Much of what Father Emmerich said was “outrageous,” but not because he was sometimes politically incorrect! It was outrageous because it challenged so many of our cherished beliefs about ourselves.
He said that it doesn’t matter how we feel—the emotional state we’re in is never wrong—it matters how we act.
He said that it doesn’t matter how people treat us—we’re responsible for our own happiness. And we have no control over people, places or things.
Much of this wisdom comes from the 12 Steps of Alcoholics Anonymous. But its ultimate source is the Gospel.
By meditating on the Passion of Jesus that we’ve just listened to, you could learn every lesson Father Emmerich taught, and more. As the prophetic first reading shows, our Lord did not return evil for evil, nor did he protest being ill-treated by others. He was a man whose identity was not determined by how others treated him.
Several times the Mission preacher reminded us of the power that lies in true humility—not “doormat-hood” but a genuine self-knowledge and self-possession. This is what Jesus shows, as St. Paul tells us in the second reading, by freely giving himself up to death on the cross. He knows he is God, but he lays that aside in order to save the world.
Christ is a sacrificial offering, but he is not a “victim” in the way the word is currently used to describe someone acted upon against his will.
“An expectation is a premeditated resentment,” Father Emmerich told us. How much better our Lord might have expected from Peter than his denial? How much more from Judas? Yet he calls Judas “friend” when he might have said “traitor.”
Jesus knew that “he who angers you, conquers you.”
Feelings do not determine what we should do. Jesus in the garden feels grieved and agitated. He does his Father’s will anyway.

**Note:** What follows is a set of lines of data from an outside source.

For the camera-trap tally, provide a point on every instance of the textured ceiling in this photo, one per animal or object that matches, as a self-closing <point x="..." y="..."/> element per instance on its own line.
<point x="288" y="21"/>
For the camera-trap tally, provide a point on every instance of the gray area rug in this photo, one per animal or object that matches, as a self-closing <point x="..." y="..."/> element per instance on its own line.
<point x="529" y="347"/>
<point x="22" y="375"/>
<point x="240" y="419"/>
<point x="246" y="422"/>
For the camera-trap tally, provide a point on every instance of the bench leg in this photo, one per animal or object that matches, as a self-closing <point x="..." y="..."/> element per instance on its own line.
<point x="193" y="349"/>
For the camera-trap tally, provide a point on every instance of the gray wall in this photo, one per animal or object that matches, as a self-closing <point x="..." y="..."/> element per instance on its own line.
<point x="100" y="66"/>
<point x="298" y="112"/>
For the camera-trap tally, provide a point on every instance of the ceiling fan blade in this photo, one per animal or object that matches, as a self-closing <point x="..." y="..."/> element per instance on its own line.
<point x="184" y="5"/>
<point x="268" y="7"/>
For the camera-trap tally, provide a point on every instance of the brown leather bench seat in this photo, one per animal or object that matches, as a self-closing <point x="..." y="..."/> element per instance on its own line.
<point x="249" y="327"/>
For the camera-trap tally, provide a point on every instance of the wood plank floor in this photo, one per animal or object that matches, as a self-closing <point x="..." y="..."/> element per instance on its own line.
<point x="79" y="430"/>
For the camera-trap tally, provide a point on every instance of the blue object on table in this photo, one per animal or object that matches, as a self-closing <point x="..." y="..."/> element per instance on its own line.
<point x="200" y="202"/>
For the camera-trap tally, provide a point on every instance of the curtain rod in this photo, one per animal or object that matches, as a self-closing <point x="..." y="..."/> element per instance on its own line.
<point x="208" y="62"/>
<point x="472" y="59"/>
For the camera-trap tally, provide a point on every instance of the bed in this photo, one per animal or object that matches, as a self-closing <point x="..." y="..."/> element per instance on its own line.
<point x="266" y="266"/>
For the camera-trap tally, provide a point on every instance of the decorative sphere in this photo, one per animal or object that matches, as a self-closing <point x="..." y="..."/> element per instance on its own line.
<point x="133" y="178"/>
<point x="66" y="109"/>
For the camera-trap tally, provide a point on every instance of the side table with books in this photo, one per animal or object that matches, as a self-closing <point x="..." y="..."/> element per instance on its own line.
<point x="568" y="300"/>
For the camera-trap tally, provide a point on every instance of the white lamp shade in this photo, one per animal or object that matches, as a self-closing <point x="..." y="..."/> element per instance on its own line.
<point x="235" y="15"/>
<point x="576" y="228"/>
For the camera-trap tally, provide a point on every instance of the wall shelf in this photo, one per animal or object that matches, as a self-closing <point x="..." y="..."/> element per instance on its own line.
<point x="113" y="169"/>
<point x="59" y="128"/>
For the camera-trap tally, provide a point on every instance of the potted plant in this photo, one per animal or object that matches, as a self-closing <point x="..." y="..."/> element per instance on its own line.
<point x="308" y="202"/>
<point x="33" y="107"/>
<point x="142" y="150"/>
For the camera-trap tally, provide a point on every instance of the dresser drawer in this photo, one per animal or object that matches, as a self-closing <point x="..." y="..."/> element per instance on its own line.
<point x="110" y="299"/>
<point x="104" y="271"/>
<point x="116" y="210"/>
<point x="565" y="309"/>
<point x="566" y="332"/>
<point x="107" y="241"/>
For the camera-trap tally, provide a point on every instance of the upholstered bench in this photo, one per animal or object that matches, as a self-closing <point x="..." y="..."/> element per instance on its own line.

Jesus is not a doormat. Without a display of anger, he points out the folly of the mob that has come to seize him. He speaks the truth to the high priest and to Pilate, and uses silence as an effective reply to lies.
The passion story also gives us some negative examples of the lessons we learned in the Mission. Pilate is not a free man, though he is the most powerful person in Jerusalem. He fears public opinion, and doubts the existence of objective truth. And Peter is afraid of the opinion of a servant whom he’s never met.
If you missed the Mission, you have another chance to grow in wisdom and peace. Even if Lent passed you by, you have another opportunity to live and learn the Gospel message of freedom. We call it the Triduum—the three days of worship and remembering that begin on Thursday.
This week the Church walks beside Jesus during the three most important days of his time on earth: the day he gave us the priesthood and the Mass, the day he gave himself up for our sins, and the day he rose as the conqueror of death.
I know you will all be here next Sunday, and many will be here on Friday. But there’s a unique richness to attending the three great liturgies of Holy Thursday, Good Friday, and the Easter Vigil on Saturday night.